Lens will not beat Paris Saint-Germain to the title, but this Ligue 1 season will be best remembered for the exceptional performances of the northern club who are set to qualify for the Champions League.
The fact PSG have not yet officially sealed a ninth championship in 11 seasons going into the penultimate weekend is partly down to the Qatar-owned club’s difficulties in recent months.
However, it is also down to Lens, who have shattered their own points record for a season with two games remaining.
They host already-relegated Ajaccio on Saturday, when a win will see them reach 81 points, more than any other side that has finished as runners-up to Qatar-era PSG.
Mathematically, they could still win a first championship since their sole title to date in 1998, but a six-point deficit to PSG plus a far inferior goal difference makes that prospect unrealistic.
Nobody in Lens will be disappointed at coming second, and a five-point lead over third-placed Marseille means they will be guaranteed that — and a Champions League group-stage spot — by beating Ajaccio.
“We must not forget that we have not yet qualified for the Champions League. The last step is always the hardest one,” warned stalwart forward Florian Sotoca on Thursday.
The Champions League is a level Lens last graced two decades ago. In 2002/03 they held Bayern Munich and beat AC Milan.
Returning to that stage would be an extraordinary achievement for a club who spent most of the last decade in Ligue 2 before winning promotion in 2020.
It is, however, no less than they deserve for the work done on a modest budget of a reported 62 million euros ($66m).

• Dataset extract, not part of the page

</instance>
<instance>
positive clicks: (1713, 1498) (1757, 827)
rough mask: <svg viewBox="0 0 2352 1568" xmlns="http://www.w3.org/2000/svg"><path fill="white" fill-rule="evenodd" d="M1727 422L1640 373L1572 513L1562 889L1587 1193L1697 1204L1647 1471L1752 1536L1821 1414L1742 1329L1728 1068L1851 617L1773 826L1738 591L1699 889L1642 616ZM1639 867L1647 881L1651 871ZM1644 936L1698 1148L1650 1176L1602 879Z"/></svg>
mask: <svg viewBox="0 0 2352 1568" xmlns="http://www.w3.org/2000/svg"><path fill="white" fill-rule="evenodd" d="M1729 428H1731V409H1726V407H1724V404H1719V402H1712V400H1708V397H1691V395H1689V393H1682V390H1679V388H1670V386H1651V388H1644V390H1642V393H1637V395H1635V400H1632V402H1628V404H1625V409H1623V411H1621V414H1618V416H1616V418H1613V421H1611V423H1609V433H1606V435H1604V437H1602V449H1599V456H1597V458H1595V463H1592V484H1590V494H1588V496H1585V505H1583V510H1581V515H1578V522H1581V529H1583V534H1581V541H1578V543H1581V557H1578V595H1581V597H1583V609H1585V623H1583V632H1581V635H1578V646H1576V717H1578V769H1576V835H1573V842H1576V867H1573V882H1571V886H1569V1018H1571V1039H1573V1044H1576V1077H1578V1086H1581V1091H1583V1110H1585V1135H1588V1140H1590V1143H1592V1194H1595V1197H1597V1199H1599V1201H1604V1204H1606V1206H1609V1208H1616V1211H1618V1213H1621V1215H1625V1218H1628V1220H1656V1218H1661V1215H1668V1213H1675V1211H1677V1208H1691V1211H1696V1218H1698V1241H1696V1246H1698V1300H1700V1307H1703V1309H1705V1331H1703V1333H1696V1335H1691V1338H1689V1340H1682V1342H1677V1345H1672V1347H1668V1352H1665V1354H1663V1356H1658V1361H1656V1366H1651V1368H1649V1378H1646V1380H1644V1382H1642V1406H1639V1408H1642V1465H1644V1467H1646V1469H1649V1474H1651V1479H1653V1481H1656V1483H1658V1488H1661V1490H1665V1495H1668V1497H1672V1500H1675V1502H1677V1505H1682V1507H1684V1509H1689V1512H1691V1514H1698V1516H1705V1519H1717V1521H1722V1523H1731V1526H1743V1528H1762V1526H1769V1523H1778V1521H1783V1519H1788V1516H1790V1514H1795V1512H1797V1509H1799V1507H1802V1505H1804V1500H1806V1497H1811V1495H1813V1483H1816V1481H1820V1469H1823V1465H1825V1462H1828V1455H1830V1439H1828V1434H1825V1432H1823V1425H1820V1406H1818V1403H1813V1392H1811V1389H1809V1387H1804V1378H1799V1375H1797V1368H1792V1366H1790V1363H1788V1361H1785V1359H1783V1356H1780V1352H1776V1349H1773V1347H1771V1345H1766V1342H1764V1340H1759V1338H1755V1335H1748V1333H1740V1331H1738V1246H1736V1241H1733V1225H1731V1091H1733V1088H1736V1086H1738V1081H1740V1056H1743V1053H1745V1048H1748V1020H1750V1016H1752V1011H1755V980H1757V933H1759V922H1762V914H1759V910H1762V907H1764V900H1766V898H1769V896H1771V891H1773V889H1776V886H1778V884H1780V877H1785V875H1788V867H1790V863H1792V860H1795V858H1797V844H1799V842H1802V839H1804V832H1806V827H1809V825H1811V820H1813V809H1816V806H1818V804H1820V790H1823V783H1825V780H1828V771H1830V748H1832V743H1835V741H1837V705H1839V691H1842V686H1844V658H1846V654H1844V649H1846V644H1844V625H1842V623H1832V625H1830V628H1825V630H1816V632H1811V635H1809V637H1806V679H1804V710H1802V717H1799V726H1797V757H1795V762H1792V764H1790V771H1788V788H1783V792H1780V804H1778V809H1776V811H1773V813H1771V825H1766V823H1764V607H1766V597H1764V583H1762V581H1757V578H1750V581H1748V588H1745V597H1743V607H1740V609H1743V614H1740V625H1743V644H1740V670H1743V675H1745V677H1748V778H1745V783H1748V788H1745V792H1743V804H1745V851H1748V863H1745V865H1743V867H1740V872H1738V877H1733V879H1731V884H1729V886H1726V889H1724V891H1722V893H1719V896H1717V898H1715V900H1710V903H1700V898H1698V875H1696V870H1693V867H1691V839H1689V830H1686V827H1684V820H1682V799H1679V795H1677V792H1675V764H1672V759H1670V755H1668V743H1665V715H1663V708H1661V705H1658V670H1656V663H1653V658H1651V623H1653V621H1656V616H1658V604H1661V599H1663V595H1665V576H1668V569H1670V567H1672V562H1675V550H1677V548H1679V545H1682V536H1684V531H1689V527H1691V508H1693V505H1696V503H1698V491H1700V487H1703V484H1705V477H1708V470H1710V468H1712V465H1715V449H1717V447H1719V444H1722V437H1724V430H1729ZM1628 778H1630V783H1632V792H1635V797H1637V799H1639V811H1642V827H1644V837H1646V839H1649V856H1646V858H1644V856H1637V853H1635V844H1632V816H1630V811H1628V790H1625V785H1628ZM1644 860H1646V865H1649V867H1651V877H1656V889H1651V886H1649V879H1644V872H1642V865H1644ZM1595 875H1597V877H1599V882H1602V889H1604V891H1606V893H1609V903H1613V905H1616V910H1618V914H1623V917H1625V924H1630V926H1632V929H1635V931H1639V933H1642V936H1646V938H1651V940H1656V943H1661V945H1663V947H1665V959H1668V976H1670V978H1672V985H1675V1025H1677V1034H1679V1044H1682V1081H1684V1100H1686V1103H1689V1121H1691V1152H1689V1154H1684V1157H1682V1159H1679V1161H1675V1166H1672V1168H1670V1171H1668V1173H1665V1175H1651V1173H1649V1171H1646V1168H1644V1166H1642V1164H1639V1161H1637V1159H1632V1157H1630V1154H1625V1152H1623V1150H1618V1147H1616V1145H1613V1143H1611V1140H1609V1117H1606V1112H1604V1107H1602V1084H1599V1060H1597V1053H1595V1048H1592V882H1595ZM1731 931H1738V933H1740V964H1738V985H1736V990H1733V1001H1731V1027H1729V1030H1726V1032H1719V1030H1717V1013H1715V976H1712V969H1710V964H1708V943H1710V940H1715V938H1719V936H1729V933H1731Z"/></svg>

The club from an old mining community in France’s far north — where the 38,000-capacity of their Stade Bollaert-Delelis is greater than the population of the town itself — has been well run under the presidency of financier Joseph Oughourlian.
On the pitch, they have recruited wisely and manager Franck Haise has built an outstanding team out of a squad lacking in superstars.
The most notable names are goalkeeper Brice Samba, captain and Ivory Coast midfielder Seko Fofana, and Belgium striker Lois Openda.
Bigger clubs will be circling for them soon, but Lens will hope they stay for the coming European adventure.
“When I came to Lens, the objective was to take the team back into Ligue 1, which we did in my first year,” said Sotoca.
“We had good seasons in the following two years, but this season we have taken the club to a new level.
“It is not an end in itself because a new season will start in a few months.
“We have to prove ourselves every year. We are keeping our feet on the ground because things can change very quickly in football.”
Player to watch: Alexandre Lacazette
Lacazette’s decision to return to boyhood club Lyon from Arsenal has given his career a shot in the arm even if his team have not performed as well as expected. The striker, who turns 32 on Sunday, has 26 goals in Ligue 1, with only Kylian Mbappe (28) having scored more.
Lacazette has six in his last three games alone, and if he keeps that form up this weekend against Reims he may yet have a chance of preventing Mbappe from ending a fifth consecutive season as Ligue 1’s top scorer.